The Department now needs to make the Annual Report and Accounts more timely so that it can be used more effectively by stakeholders, including Parliament and parents, to hold the Department and academy trusts to account.

Chair's comment

Comment from Committee Chair, Meg Hillier MP:

"More than two million pupils are taught by academies in England. The governance and financial management of these schools is fundamentally important to pupils' educational outcomes and future life prospects.

If parents, Parliament and others are to hold them properly to account, it is vital they have timely access to transparent and detailed information. Academies and the trusts that run them must be judged against the standards expected of other schools funded by the taxpayer.

The cost of failure where an academy chain runs several schools is hugely damaging for pupils and Government needs a better grip of when chains are at risk of failure.

We also see too often a disregard for financial probity in related party transactions.

Publication of the sector's annual report and accounts is a step in the right direction. But this information would have more practical value were it to be published quicker and with more comparative detail.
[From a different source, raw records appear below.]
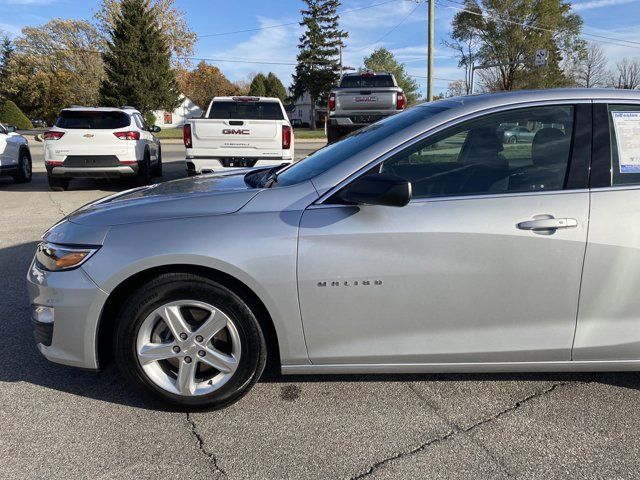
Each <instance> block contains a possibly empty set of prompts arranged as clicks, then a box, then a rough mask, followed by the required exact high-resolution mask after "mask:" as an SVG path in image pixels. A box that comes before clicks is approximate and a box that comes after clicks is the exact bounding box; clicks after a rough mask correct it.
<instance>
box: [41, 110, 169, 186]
mask: <svg viewBox="0 0 640 480" xmlns="http://www.w3.org/2000/svg"><path fill="white" fill-rule="evenodd" d="M159 131H160V127H157V126H155V125H154V126H151V127H149V126H148V125H147V124H146V122H145V121H144V118H143V117H142V114H141V113H140V112H139V111H138V110H136V109H134V108H132V107H122V108H103V107H101V108H95V107H72V108H65V109H64V110H62V111H61V112H60V114H59V115H58V118H57V119H56V122H55V124H54V126H53V127H52V128H51V129H49V130H48V131H46V132H45V133H44V161H45V166H46V168H47V179H48V180H49V186H50V187H51V189H52V190H57V191H60V190H66V189H67V188H68V187H69V181H70V180H71V179H72V178H78V177H82V178H120V177H133V178H135V181H136V184H138V185H148V184H149V183H151V177H153V176H158V177H159V176H162V150H161V147H160V141H159V140H158V139H157V138H156V136H155V135H154V133H157V132H159Z"/></svg>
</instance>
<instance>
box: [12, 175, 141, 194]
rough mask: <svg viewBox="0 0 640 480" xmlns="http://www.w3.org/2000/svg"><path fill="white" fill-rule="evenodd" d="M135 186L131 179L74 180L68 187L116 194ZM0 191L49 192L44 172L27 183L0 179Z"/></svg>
mask: <svg viewBox="0 0 640 480" xmlns="http://www.w3.org/2000/svg"><path fill="white" fill-rule="evenodd" d="M134 186H135V185H134V183H133V181H132V180H131V179H91V178H74V179H73V180H71V184H70V187H69V190H70V191H73V190H100V191H105V192H118V191H120V190H126V189H128V188H133V187H134ZM0 189H2V190H6V191H16V192H50V191H51V189H50V188H49V184H48V183H47V174H46V172H33V177H32V179H31V182H29V183H15V182H14V181H13V178H11V177H0Z"/></svg>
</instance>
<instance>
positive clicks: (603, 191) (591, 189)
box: [591, 183, 640, 193]
mask: <svg viewBox="0 0 640 480" xmlns="http://www.w3.org/2000/svg"><path fill="white" fill-rule="evenodd" d="M618 190H640V184H639V183H636V184H628V185H616V186H611V187H595V188H592V189H591V192H593V193H598V192H615V191H618Z"/></svg>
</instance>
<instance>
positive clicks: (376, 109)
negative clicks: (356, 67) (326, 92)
mask: <svg viewBox="0 0 640 480" xmlns="http://www.w3.org/2000/svg"><path fill="white" fill-rule="evenodd" d="M405 106H406V98H405V95H404V92H403V91H402V89H401V88H400V87H399V86H398V83H397V82H396V79H395V78H394V76H393V75H392V74H390V73H374V72H360V73H347V74H345V75H343V76H342V78H341V79H340V85H339V86H338V87H336V88H334V89H333V90H331V93H330V94H329V118H328V120H327V140H328V142H329V143H333V142H336V141H338V140H339V139H340V138H342V137H343V136H345V135H347V134H349V133H351V132H353V131H355V130H358V129H360V128H362V127H364V126H365V125H369V124H371V123H374V122H377V121H378V120H382V119H383V118H385V117H388V116H390V115H393V114H395V113H398V112H401V111H402V110H404V108H405Z"/></svg>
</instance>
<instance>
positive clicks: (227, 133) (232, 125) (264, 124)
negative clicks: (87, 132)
mask: <svg viewBox="0 0 640 480" xmlns="http://www.w3.org/2000/svg"><path fill="white" fill-rule="evenodd" d="M191 128H192V135H193V144H194V148H198V149H200V148H225V147H226V148H254V149H265V148H266V149H280V148H281V143H282V139H281V135H282V134H281V133H280V131H279V130H280V125H279V124H278V123H277V122H275V121H273V120H243V121H242V120H215V119H201V120H198V121H196V122H193V124H192V127H191Z"/></svg>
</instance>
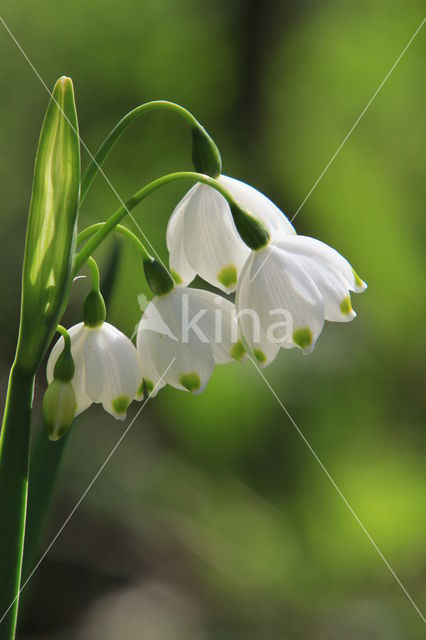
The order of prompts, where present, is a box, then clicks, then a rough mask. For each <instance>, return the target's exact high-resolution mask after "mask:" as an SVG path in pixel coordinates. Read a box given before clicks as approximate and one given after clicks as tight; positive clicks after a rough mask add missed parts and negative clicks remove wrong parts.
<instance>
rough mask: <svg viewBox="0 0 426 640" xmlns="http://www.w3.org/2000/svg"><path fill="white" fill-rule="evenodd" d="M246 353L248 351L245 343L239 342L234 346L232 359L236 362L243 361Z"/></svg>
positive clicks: (233, 348)
mask: <svg viewBox="0 0 426 640" xmlns="http://www.w3.org/2000/svg"><path fill="white" fill-rule="evenodd" d="M245 352H246V350H245V348H244V345H243V343H242V342H241V340H238V342H236V343H235V344H234V345H232V349H231V358H234V359H235V360H242V359H243V358H244V355H245Z"/></svg>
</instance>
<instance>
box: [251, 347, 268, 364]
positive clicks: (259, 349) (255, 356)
mask: <svg viewBox="0 0 426 640" xmlns="http://www.w3.org/2000/svg"><path fill="white" fill-rule="evenodd" d="M253 354H254V357H255V358H256V360H257V361H258V362H262V363H263V362H266V356H265V354H264V353H263V351H262V349H253Z"/></svg>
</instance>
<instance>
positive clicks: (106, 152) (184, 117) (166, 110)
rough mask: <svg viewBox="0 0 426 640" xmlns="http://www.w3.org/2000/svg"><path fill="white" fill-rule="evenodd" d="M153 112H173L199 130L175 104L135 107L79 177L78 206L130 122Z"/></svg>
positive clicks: (152, 104) (197, 124) (86, 192)
mask: <svg viewBox="0 0 426 640" xmlns="http://www.w3.org/2000/svg"><path fill="white" fill-rule="evenodd" d="M154 110H164V111H172V112H175V113H177V114H178V115H180V116H183V117H184V118H185V120H187V122H188V123H189V124H190V125H191V126H195V127H200V128H201V125H200V123H199V122H198V120H197V119H196V118H195V117H194V116H193V115H192V113H191V112H190V111H188V109H185V108H184V107H181V106H180V105H179V104H175V103H174V102H169V101H168V100H153V101H152V102H146V103H145V104H142V105H140V106H139V107H136V109H133V110H132V111H129V113H128V114H126V115H125V116H124V118H122V119H121V120H120V122H119V123H118V124H117V125H116V126H115V127H114V129H113V130H112V131H111V132H110V133H109V134H108V136H107V137H106V138H105V140H104V141H103V143H102V144H101V146H100V147H99V149H98V151H97V152H96V155H95V156H94V157H93V158H92V159H91V161H90V163H89V165H88V166H87V168H86V169H85V171H84V173H83V175H82V177H81V194H80V205H81V204H82V203H83V201H84V200H85V198H86V196H87V193H88V191H89V188H90V186H91V184H92V182H93V180H94V179H95V177H96V174H97V172H98V171H99V168H100V167H101V166H102V164H103V163H104V161H105V160H106V158H107V157H108V156H109V154H110V152H111V151H112V149H113V147H114V145H115V144H116V142H117V141H118V139H119V138H120V137H121V135H122V134H123V133H124V132H125V130H126V129H127V127H128V126H129V125H131V124H132V122H134V121H135V120H137V119H138V118H139V117H140V116H142V115H144V114H145V113H149V112H150V111H154Z"/></svg>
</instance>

The Government has made a clear commitment to provide the 2016/17 account in October this year, and subsequent academy accounts prior to Parliament's summer recess, and we expect it to honour that.

But the Department for Education must also address concerns arising from the accounts published to date.

Excessive trustee salaries deprive the frontline of vital funds and it is alarming that, in two-thirds of cases where Government has challenged individual trusts on pay exceeding £150,000, it has not been satisfied by the response.

The Department for Education must assert its authority in this area as part of a more proactive strategy to safeguard pupils' education and public money across the sector.

That means identifying more quickly trusts at risk of financial difficulty, enabling it to intervene effectively.

It must also demonstrate it has a coherent plan to protect schools' assets and pupils' interests should a multi-academy trust fail."